Is premature optimization the root of all evil? Or is the fix-it-later attitude to performance turning programmers from proud ”computer scientists” to despicable ”script kiddies”?

These are questions without definite answers, but in this article I’ll try to describe my own approach to performance. How I go about to ensure that my systems run decently, without compromising other goals, such as modularity, maintainability and flexibility.

§1 Programmer time is a finite resource

If you are writing a big program, some parts of the code will not be as fast as theoretically possible. Sorry, let me rephrase. If you are writing a big program, no part of the code will be as fast as theoretically possible. Yes, I think it is reasonable to assume that every single line of your code could be made to run a little tiny bit faster.

Writing fast software is not about maximum performance all the time. It is about good performance where it matters. If you spend three weeks optimizing a small piece of code that only gets called once a frame, then that’s three weeks of work you could have spent doing something more meaningful. If you had spent it on optimizing code that actually mattered, you could even have made a significant improvement to the game’s frame rate.

There is never enough time to add all the features, fix all the bugs and optimize all the code, so the goal should always be maximum performance for minimum effort.

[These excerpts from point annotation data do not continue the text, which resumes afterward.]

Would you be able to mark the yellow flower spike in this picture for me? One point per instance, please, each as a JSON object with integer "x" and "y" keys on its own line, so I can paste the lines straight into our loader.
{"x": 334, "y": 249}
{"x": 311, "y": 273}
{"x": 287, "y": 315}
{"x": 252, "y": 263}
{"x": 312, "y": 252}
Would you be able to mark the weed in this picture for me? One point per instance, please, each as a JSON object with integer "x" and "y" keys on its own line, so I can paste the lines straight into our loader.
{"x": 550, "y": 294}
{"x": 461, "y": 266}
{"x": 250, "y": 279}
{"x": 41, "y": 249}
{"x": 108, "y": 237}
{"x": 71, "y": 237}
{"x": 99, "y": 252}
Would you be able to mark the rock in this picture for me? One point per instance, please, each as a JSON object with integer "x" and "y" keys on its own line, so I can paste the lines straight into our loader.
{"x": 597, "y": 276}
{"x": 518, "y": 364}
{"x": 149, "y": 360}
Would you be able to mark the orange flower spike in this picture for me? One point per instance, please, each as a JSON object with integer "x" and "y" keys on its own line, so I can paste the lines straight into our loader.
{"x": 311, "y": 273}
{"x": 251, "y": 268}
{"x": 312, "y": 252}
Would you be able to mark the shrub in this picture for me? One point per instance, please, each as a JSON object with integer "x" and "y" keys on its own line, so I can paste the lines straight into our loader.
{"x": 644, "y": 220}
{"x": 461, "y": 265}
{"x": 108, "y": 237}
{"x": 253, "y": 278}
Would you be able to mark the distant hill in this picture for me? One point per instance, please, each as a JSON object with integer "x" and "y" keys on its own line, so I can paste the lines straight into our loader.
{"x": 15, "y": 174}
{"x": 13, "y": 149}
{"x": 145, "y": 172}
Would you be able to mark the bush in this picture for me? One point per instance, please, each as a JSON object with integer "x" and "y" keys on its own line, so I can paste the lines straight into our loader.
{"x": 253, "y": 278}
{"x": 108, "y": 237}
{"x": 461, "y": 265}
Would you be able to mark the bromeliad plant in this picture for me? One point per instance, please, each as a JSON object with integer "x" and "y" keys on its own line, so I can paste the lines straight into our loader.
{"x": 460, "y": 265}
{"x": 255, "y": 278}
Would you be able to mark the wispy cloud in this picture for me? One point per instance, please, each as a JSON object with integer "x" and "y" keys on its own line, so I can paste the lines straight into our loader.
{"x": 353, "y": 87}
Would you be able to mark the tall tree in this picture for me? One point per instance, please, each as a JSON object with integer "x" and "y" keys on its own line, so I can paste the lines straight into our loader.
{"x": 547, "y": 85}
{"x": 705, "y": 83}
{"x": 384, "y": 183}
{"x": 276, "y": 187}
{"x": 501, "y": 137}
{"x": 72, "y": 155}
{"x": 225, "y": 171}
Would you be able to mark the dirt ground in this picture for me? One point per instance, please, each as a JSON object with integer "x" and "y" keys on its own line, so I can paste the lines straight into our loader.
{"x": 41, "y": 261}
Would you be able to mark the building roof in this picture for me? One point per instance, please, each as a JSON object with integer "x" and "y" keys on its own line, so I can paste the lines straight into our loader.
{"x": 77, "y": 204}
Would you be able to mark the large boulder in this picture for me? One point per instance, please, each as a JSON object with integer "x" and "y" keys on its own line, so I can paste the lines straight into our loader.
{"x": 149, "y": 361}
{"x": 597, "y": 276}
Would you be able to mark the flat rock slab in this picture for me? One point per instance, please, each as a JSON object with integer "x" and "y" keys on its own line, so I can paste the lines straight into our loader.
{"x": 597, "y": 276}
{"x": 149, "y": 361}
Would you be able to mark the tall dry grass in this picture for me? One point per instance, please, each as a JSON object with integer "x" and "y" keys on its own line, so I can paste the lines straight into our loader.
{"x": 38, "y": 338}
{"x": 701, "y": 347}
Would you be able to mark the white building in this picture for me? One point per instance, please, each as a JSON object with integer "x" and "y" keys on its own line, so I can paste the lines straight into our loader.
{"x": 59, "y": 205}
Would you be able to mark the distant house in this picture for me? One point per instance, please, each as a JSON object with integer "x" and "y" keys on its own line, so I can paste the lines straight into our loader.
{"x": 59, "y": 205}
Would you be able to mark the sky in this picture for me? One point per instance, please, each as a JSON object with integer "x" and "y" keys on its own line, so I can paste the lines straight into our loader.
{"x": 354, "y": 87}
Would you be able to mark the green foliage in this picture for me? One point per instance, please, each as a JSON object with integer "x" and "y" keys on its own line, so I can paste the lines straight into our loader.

§2 Don’t underestimate the power of simplicity

Simple solutions are easier to implement than complex solution. But that’s only the tip of the iceberg. The real benefits of simple solutions come in the long run. Simple solutions are easier to understand, easier to debug, easier to maintain, easier to port, easier to profile, easier to optimize, easier to parallelize and easier to replace. Over time, all these savings add up.

Using a simple solution can save so much time that even if it is slower than a more complex solution, as a whole your program will run faster, because you can use the time you saved to optimize other parts of the code. The parts that really matter.

I only use complex solutions when it is really justified. I.e. when the complex solution is significantly faster than the simple one (a factor 2 or so) and when it is in a system that matters (that consumes a significant percentage of the frame time).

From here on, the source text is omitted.